## Text Mining in Python with the HTRC Feature Reader

Summary: *We introduce a toolkit for working with the 13.6 million volume Extracted Features Dataset from the HathiTrust Research Center. You will learn how to peer at the words and trends of any book in the collection, while developing broadly useful Python data analysis skills.*

The [HathiTrust](https://www.hathitrust.org) holds nearly 16 million digitized volumes from libraries around the world. In addition to their individual value, these works in aggregate are extremely valuable for historians.
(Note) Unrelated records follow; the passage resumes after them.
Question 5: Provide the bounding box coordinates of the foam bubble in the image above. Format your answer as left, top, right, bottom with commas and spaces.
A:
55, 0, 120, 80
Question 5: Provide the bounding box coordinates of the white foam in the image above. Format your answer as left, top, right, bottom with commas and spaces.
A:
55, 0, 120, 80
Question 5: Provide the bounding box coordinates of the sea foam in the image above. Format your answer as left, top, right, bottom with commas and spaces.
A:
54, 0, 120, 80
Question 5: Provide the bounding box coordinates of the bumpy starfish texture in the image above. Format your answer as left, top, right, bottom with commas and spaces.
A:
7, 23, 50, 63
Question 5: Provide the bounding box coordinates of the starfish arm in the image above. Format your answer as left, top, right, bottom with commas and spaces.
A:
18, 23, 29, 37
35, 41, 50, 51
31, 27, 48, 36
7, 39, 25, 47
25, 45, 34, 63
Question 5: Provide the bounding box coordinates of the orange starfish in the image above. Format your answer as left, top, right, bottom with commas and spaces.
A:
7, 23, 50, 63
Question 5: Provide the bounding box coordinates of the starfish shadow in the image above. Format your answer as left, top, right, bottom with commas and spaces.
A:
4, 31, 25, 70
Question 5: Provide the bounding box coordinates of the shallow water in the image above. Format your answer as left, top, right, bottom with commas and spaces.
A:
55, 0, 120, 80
Spanning many centuries and genres, they offer a way to learn about large-scale trends in history and culture, as well as evidence for changes in language or even the structure of the book. To simplify access to this collection the HathiTrust Research Center (HTRC) has released the Extracted Features dataset (Capitanu et al. 2015): a dataset that provides quantitative information describing every page of every volume in the collection.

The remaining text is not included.